Question:
Compute gcd$ \ (7^{n} + 4, \ 7^{n})$ where $ \ n \in \mathbb{N}$ using the Euclidean algorithm.
My attempt:
We first have to write it in the form $\ a = bq +r$ where $ q \ge 0,\ 0 \le r \lt b$
$ a = 7^{n} + 4$
$b = 7^{n}$
Step $1$:
$ 7^{n} + 4 = 7^{n}. 1 + 4$
Step $2$:
$ 7^{n} = 4.q + r $
I can't seem to find new $ \ q,r$ in the second step
On
I don't know why you insist on using the Euclidean algorithm. The following is how I would try the problem anyway.
Let $d=\gcd(7^n+4,7^n)$. Then $d\mid 7^n+4$ and $d\mid 7^n$. So $d\mid 7^n+4-7^n$, i.e. $d\mid4 $. So $d=1,2,$ or $4$. If $d=2$ then $2\mid 7^n$ which is impossible since $7^n$ is odd. Similarly reject the choice $d=4$. So $d=1$.
On
The GCD you're looking for is the largest positive integer which divides both $7^n$ and $7^n+4$. Focus on the $7^n$ first; what's the only form of number which can divide this?

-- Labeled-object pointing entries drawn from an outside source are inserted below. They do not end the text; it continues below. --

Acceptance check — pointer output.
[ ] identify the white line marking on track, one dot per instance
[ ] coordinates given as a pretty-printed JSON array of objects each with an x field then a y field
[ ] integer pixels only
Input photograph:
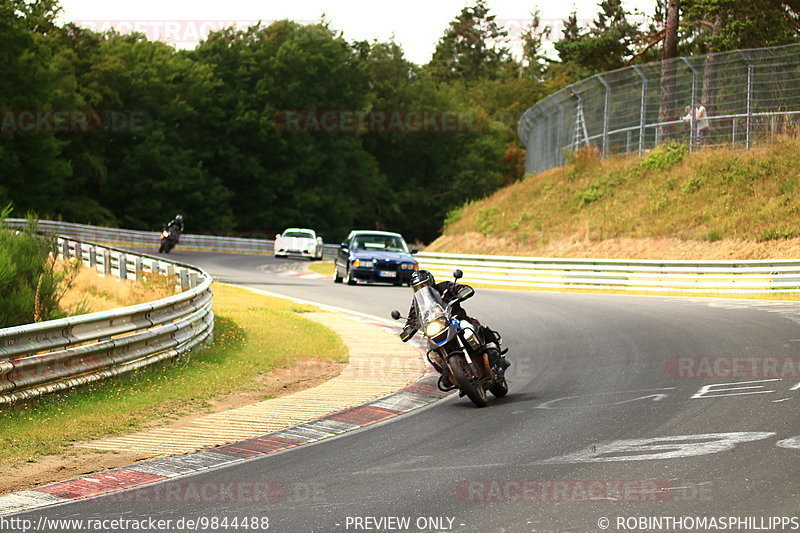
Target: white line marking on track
[
  {"x": 705, "y": 390},
  {"x": 653, "y": 397},
  {"x": 672, "y": 447}
]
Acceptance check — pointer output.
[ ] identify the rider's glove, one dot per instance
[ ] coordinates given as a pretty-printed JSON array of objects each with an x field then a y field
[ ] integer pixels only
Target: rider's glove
[{"x": 407, "y": 333}]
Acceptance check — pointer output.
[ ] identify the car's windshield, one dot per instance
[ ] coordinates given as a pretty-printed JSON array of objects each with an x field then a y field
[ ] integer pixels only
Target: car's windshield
[
  {"x": 386, "y": 243},
  {"x": 429, "y": 305},
  {"x": 299, "y": 234}
]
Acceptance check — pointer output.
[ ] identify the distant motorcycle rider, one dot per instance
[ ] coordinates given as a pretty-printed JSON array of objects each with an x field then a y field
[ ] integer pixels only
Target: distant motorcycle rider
[
  {"x": 448, "y": 290},
  {"x": 175, "y": 227}
]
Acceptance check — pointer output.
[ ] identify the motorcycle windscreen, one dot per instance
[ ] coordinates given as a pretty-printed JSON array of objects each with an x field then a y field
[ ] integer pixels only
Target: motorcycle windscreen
[{"x": 429, "y": 305}]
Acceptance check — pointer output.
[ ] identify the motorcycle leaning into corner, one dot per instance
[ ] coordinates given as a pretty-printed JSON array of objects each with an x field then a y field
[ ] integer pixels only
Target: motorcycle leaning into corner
[
  {"x": 456, "y": 347},
  {"x": 169, "y": 238}
]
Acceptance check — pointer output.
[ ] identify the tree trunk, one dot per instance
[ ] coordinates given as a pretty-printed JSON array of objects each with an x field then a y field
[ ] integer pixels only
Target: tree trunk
[{"x": 666, "y": 109}]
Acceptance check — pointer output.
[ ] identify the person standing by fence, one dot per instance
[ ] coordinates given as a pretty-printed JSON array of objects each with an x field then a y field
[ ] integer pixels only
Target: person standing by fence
[{"x": 703, "y": 126}]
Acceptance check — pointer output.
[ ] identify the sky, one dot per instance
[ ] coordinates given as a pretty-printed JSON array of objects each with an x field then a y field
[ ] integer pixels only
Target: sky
[{"x": 416, "y": 25}]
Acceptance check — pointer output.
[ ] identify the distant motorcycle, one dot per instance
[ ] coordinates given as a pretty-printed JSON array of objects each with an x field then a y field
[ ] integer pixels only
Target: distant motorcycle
[
  {"x": 455, "y": 344},
  {"x": 169, "y": 238}
]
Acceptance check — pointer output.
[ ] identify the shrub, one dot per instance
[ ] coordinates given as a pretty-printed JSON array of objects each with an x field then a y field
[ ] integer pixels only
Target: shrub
[
  {"x": 665, "y": 156},
  {"x": 30, "y": 284},
  {"x": 774, "y": 234}
]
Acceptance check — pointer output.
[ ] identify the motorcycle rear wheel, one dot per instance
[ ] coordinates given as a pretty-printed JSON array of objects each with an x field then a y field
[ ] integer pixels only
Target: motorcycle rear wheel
[{"x": 475, "y": 392}]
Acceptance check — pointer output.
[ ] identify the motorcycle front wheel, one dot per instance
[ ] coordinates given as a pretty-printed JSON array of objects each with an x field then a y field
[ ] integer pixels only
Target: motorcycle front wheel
[
  {"x": 474, "y": 392},
  {"x": 500, "y": 388}
]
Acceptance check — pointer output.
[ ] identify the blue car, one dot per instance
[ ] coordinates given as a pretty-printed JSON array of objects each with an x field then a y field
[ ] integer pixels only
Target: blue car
[{"x": 374, "y": 256}]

A power of $7$, with the power being less than or equal to $n$.
Now, amongst these possibilities, which of these could possibly divide $7^n+4$?
On
By the Euclidean algorithm steps you have already laid out, $\gcd(7^n+4, 7^n) = \gcd(7^n, 4)$. Since $7^n$ is odd and $4$ is a power of two, their gcd must be $1$.
On
\begin{align} 7^n + 4 &= 1 \cdot 7^n + 4 \\ 7^n &= \frac{7^n -d}{4} \cdot 4 + d \end{align} where if $n$ is even then $7^n \equiv 1 \pmod 4$ so $d = 1$ and $\gcd(7^n + 4, 7^n) = 1$.
If $n$ is odd then $7^n \equiv 3 \pmod 4$ so $d = 3$ and we have $$ 4 = 1 \cdot 3 + 1 $$ which again gives $\gcd(7^n + 4, 7^n) = 1$.
On
This can be done without recourse to the mod function.
Define $A_{2k} = \frac 14(7^{2k}-1)$ and $A_{2k+1} = \frac 14(7^{2k+1}+1)$
It isn't too much work to show that $A_n \in \mathbb Z$ for all $n \in \mathbb N$.
For $n$ even $$-(7^n + 4)A_n + 7^n(A_n+1) = 7^n-4A_n = 1$$
For $n$ odd $$(7^n + 4)A_n - 7^n(A_n+1) = 4A_n - 7^n = 1$$
It follows that, for all $n \in \mathbb N, \; \gcd(7^n+4, 7^n)=1$
It's true for $k=0: \qquad 7^0-1 = 0 = 4\cdot 0 $
If it's true for $k=\ell$, then it's true for $k=\ell + 1$:
$\qquad \text{Suppose} \; 7^{2\ell}-1 = 4N.$
$\qquad \text{Then} \; 7^{2\ell+2}-1 = 49 \cdot 7^{2\ell}-1 = 49(4N+1)-1 = 4(49N+12).$
$\qquad 7^{2k+1}+1 = (7+1)(1 + 7 + 7^2 + \cdots + 7^{2k}) \; \text{is a multiple of $4$}$
\begin{align} 7^3 &= 343 \\ A_3 &= \frac 14(7^3+1) = 86 \\ 1 &= 86 \color{red}{(7^3+4)} - 87\color{red}{(7^3)} \end{align}
and
\begin{align} 7^4 &= 2401 \\ A_4 &= \frac 14(7^4-1) = 600 \\ 1 &= -600 \color{red}{(7^4+4)} + 601\color{red}{(7^4)} \end{align}
The Euclidean algorithm yields the GCD as the last non-zero remainder. (I assume you are familiar with this) I'll continue where you got stuck: $$7^n = 4q + r, 0\leq r<4 $$ If $r=0$, then $7^n$ would be divisible by $4$, which is nonsense. So $r\in\{1,2,3\}$
Suppose $r=3$, then $7^n = 4q + 3$, for some $q\in\mathbb Z$ and $\mbox{gcd}(4,3)=1$, so $\mbox{gcd}(7^n+4,7^n)=1$.
Apparently, $r=2$ is impossible. In any event, the greatest common divisor must be $1$.